In contrast, the Government failed to support its contention that Figure 11 depicts power in imperial units with any evidence before the Court of Federal Claims. The only support the Government provided was an annotated version of Figure 11, see J.A. 17374, 17558, but these annotations were prepared by attorneys, and “[a]ttorney argument is not evidence,” Icon Health & Fitness, Inc. v. Strava, Inc., 849 F.3d 1034, 1043 (Fed. Cir. 2017). On appeal, the Government argues that: “[t]he specification contains a detailed description
We see no clear error in the Court of Federal Claims’ factual findings. The Government concedes that, if the Court of Federal Claims properly determined the units in Figure 11 are metric units, “then LCS-1 infringes.” Cross-Appellant‘s Reply Br. 24; see id. (stating that “the question of whether the power units representing line B in... Figure 11 are imperial units or metric units is dispositive in this case“). Therefore, we affirm the Court of Federal Claims’ determination that LCS-1 infringes the Asserted Claims.
III. Damages
A. Standard of Review
When reviewing damages awards by the Court of Federal Claims, “[d]ifferent standards of review are applicable to different aspects of a damages award.” Home Savs. of Am., FSB v. United States, 399 F.3d 1341, 1346 (Fed. Cir. 2005). Because “the amount of a prevailing party‘s damages is a finding of fact,” id. (internal quotation marks and citation omitted), “the clear error standard governs findings about the general type of damages to be awarded . . ., their appropriateness . . ., and rates used to calculate them,” id. at 1347.

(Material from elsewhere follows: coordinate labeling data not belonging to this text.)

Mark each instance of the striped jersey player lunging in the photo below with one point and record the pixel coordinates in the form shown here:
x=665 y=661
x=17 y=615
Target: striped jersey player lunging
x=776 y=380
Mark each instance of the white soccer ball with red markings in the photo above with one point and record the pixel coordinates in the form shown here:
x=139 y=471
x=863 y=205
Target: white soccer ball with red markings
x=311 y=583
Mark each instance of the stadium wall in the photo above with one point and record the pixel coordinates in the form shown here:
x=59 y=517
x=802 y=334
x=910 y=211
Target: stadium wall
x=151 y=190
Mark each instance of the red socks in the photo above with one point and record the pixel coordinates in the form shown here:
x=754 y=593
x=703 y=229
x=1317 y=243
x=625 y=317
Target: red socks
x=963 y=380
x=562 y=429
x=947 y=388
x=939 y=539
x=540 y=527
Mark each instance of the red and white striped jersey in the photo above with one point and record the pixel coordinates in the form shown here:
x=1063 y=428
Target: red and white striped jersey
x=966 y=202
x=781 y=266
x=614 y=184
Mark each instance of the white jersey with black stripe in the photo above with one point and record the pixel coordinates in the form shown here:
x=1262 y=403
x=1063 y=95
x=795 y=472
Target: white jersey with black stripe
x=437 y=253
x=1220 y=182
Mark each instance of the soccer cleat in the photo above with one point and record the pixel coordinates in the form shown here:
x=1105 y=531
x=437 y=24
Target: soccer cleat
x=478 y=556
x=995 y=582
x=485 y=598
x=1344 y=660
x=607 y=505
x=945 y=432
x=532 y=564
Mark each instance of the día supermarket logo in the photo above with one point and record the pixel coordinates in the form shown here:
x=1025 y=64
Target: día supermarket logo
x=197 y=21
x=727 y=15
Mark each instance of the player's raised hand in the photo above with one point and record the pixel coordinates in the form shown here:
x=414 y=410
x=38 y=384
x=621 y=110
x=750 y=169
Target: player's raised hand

B. The Court of Federal Claims Clearly Erred in Its Damages Calculation
The Court of Federal Claims determined that “a hypothetical licensing agreement between FastShip and the Navy on September 23, 2006[,] would have resulted in a payment of $6,449,582.82, reflecting a 3% royalty on the cost of the elements of LCS-1 covered by the [Patents-in-Suit] as of the date of the license.” FastShip III, 131 Fed. Cl. at 627; see id. at 622-27. FastShip contends that the Court of Federal Claims miscalculated the total royalty base as $214,986,194 rather than $237,242,394, which “might be the result of inadvertent copying.” Appellant‘s Br. 48, 53. The Government agrees with FastShip, Cross-Appellant‘s Br. 80, and both parties agree that the revised damages award should be $7,117,271.82, plus interest for delay damages, see id.; Appellant‘s Reply Br. 35; Cross-Appellant‘s Reply Br. 28. Having reviewed the Court of Federal Claims’ damages award, we agree with the parties that the Court of Federal Claims clearly erred by miscalculating the total royalty base and, thus, the final damages award. Therefore, we modify the Court of Federal Claims’ damages award to $7,117,271.82, plus interest for delay damages. See Ajinomoto Co. v. Archer-Daniels-Midland Co., 228 F.3d 1338, 1351 (Fed. Cir. 2000) (modifying a damages award).
CONCLUSION
We have considered the parties’ remaining arguments and find them unpersuasive. We affirm the Court of Federal Claims’ grant of summary judgment of noninfringement by LCS-3 and finding of infringement by LCS-1. We modify the Court of Federal Claims’ damages calculation to $7,117,271.82, plus interest for delay damages. Accordingly, the Judgment of the Court of Federal Claims is
AFFIRMED AS MODIFIED
Each party shall bear its own costs.